About a month later, on September 17, 2009, Sanusi paid a visit to the Nigerian Stock Exchange (now Nigerian Exchange Limited) for what was dubbed a Town meeting. In the aftermath of the events of August 14, 2009, the brokerage community had come under severe attack. The stock market was deeply involved in the margin loans debacle that had led to tons of toxic assets in the banking industry.
At the meeting, the stockbrokers complained to Sanusi that the banks had, in the aftermath of the big stick wielded by the regulator, turned to them, asking for payments without regard to whatever agreements that may have been entered into by both parties. So, they sought his intervention.

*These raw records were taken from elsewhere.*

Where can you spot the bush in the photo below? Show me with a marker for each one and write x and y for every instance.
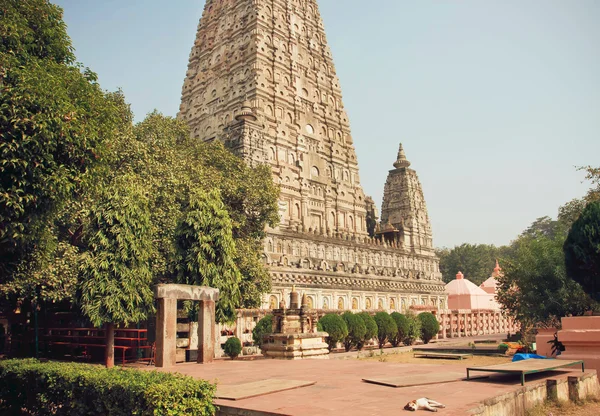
(67, 389)
(386, 328)
(414, 329)
(335, 326)
(429, 326)
(356, 330)
(402, 325)
(262, 328)
(371, 326)
(233, 347)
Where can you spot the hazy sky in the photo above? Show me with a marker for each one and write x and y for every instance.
(496, 102)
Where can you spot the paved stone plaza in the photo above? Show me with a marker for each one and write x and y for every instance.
(339, 388)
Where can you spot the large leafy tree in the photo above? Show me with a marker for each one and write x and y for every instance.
(176, 167)
(115, 274)
(582, 250)
(54, 122)
(206, 251)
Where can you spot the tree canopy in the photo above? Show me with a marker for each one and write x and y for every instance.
(534, 288)
(582, 250)
(71, 161)
(54, 124)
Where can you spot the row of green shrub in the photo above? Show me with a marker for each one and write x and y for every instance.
(355, 330)
(57, 389)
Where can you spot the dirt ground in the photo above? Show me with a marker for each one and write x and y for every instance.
(408, 358)
(589, 408)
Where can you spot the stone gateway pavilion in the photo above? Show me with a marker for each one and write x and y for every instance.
(261, 79)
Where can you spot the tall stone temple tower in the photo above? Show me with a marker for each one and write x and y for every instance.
(261, 79)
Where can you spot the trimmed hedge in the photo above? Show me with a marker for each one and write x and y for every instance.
(386, 328)
(413, 329)
(403, 328)
(356, 330)
(335, 326)
(81, 390)
(429, 326)
(371, 326)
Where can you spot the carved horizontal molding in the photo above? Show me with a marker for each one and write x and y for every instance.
(328, 281)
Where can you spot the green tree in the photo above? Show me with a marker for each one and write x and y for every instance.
(175, 166)
(54, 123)
(335, 326)
(414, 329)
(262, 328)
(403, 327)
(592, 175)
(386, 328)
(115, 274)
(582, 250)
(429, 326)
(534, 289)
(475, 261)
(356, 330)
(371, 327)
(206, 251)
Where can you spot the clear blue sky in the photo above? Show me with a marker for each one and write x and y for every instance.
(496, 102)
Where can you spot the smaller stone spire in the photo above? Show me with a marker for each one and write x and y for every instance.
(401, 161)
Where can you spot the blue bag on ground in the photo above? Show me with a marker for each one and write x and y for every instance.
(521, 357)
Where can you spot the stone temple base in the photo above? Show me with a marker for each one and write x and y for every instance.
(296, 346)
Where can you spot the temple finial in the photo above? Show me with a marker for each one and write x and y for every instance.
(401, 161)
(497, 269)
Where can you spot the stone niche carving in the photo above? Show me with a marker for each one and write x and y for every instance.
(295, 335)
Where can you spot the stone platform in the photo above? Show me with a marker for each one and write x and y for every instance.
(339, 388)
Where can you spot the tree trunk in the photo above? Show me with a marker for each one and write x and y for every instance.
(110, 345)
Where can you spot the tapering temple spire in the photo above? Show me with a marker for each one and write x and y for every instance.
(401, 161)
(497, 269)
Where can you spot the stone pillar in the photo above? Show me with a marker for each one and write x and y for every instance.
(166, 332)
(206, 331)
(581, 337)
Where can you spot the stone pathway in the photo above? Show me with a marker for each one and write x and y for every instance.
(339, 388)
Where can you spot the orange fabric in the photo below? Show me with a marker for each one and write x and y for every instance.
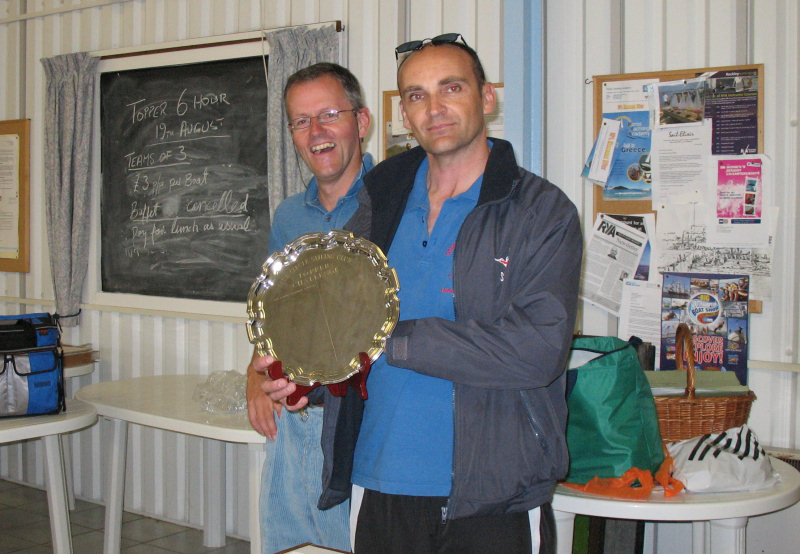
(664, 477)
(622, 487)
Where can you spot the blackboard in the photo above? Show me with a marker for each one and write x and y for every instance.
(184, 204)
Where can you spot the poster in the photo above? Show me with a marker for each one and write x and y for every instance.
(715, 308)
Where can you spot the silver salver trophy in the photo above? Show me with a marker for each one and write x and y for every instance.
(323, 307)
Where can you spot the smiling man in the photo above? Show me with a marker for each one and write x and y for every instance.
(328, 120)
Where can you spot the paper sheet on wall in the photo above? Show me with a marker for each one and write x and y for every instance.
(679, 159)
(683, 247)
(640, 312)
(738, 200)
(9, 196)
(612, 255)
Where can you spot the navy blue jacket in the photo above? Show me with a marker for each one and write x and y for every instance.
(516, 269)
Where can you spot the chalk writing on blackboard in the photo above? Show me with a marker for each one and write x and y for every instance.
(184, 209)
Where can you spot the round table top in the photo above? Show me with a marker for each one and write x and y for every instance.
(687, 506)
(165, 402)
(77, 416)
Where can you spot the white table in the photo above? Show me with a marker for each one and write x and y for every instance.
(69, 373)
(49, 428)
(723, 515)
(165, 402)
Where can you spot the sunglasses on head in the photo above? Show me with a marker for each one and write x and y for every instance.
(405, 49)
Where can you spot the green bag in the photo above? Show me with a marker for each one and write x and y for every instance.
(612, 424)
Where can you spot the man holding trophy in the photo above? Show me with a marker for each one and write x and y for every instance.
(328, 119)
(463, 430)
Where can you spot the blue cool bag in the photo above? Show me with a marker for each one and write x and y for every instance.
(32, 376)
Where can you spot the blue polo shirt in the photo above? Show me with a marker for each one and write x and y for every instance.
(302, 213)
(405, 445)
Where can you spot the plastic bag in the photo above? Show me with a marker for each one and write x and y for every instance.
(223, 392)
(723, 462)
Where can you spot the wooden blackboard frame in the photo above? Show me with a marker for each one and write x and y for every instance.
(601, 205)
(230, 47)
(21, 128)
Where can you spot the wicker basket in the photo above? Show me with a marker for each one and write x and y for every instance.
(687, 416)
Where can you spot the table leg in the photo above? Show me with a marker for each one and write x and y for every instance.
(565, 526)
(214, 493)
(116, 488)
(700, 537)
(256, 456)
(57, 495)
(67, 454)
(728, 535)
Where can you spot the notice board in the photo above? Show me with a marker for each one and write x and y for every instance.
(721, 79)
(184, 204)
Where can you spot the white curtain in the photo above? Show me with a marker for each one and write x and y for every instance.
(68, 138)
(290, 50)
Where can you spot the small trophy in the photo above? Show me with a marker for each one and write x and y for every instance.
(323, 307)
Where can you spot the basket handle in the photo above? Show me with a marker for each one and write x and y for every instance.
(683, 340)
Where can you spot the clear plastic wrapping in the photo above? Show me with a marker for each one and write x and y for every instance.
(223, 392)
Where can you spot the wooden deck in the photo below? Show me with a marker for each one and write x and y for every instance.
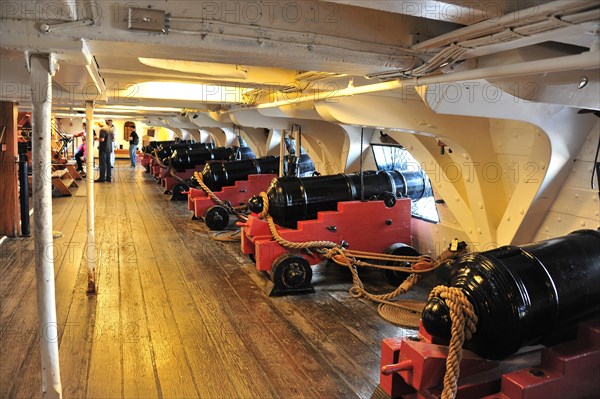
(177, 314)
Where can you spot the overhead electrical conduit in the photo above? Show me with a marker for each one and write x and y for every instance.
(587, 60)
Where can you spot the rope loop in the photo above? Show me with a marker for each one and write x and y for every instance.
(464, 321)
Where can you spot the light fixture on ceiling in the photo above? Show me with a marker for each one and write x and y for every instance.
(196, 92)
(198, 68)
(121, 108)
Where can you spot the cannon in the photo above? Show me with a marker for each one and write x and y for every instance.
(149, 149)
(183, 163)
(187, 159)
(328, 208)
(542, 293)
(216, 175)
(292, 199)
(234, 182)
(552, 285)
(148, 159)
(166, 151)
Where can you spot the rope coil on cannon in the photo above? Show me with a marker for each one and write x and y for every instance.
(234, 210)
(405, 312)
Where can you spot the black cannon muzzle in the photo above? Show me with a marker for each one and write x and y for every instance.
(292, 198)
(523, 295)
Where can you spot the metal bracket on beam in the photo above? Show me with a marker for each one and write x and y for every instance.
(47, 28)
(147, 20)
(53, 66)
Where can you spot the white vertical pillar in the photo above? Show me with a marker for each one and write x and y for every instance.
(41, 67)
(282, 153)
(89, 160)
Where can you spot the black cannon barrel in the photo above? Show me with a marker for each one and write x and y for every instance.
(183, 159)
(149, 149)
(167, 150)
(300, 198)
(524, 295)
(217, 175)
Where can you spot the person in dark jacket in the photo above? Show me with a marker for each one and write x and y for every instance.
(134, 140)
(105, 149)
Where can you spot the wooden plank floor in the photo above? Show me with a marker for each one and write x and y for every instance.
(178, 315)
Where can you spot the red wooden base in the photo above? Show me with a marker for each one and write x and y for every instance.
(366, 226)
(168, 181)
(145, 159)
(568, 370)
(199, 201)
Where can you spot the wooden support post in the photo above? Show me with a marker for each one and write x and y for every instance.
(41, 67)
(91, 247)
(282, 153)
(9, 198)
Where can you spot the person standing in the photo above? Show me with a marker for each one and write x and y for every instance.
(134, 140)
(105, 149)
(112, 151)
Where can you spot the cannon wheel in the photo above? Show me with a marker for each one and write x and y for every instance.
(216, 217)
(396, 278)
(291, 273)
(177, 192)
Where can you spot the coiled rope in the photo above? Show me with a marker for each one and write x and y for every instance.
(464, 321)
(406, 312)
(217, 200)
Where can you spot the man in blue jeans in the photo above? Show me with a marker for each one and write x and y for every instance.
(134, 140)
(105, 149)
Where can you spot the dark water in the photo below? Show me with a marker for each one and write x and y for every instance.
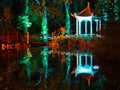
(44, 68)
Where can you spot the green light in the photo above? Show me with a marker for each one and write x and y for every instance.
(24, 22)
(67, 21)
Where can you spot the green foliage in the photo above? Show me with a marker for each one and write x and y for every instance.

Sanusi was sympathetic but firm. “The kind of leverage that you took was highly irresponsible,” he told the brokers, looking at them eyeball to eyeball.
Part of a central bank governor’s powers derives also from the fact that a neophyte in the world of finance and economics is quite unlikely to be appointed to that position. So even before one gets there, he or she would already have become a known figure, and once on the job, it is a matter of time before the guy settles down and begins to make an impact.
This should apply, in my thinking, whether the occupants of the post are coming into office as career bankers or academics. Experience is often the basis of the appointment. This experience could have been gained in the industry or in academics, or both.
So, the person to occupy this position must be versed in both the macro and microelements of the economy and how they interact to determine the performance of the system. He should understand the dynamics of an economy, which is crucial to policy formulation and timing of implementation. He should understand high finance, mergers and acquisitions, and the roles they play to ensure survival in the corporate world, including the banking industry. A central bank governor must understand the intricate web of relationships between variables that make economics both interesting and challenging.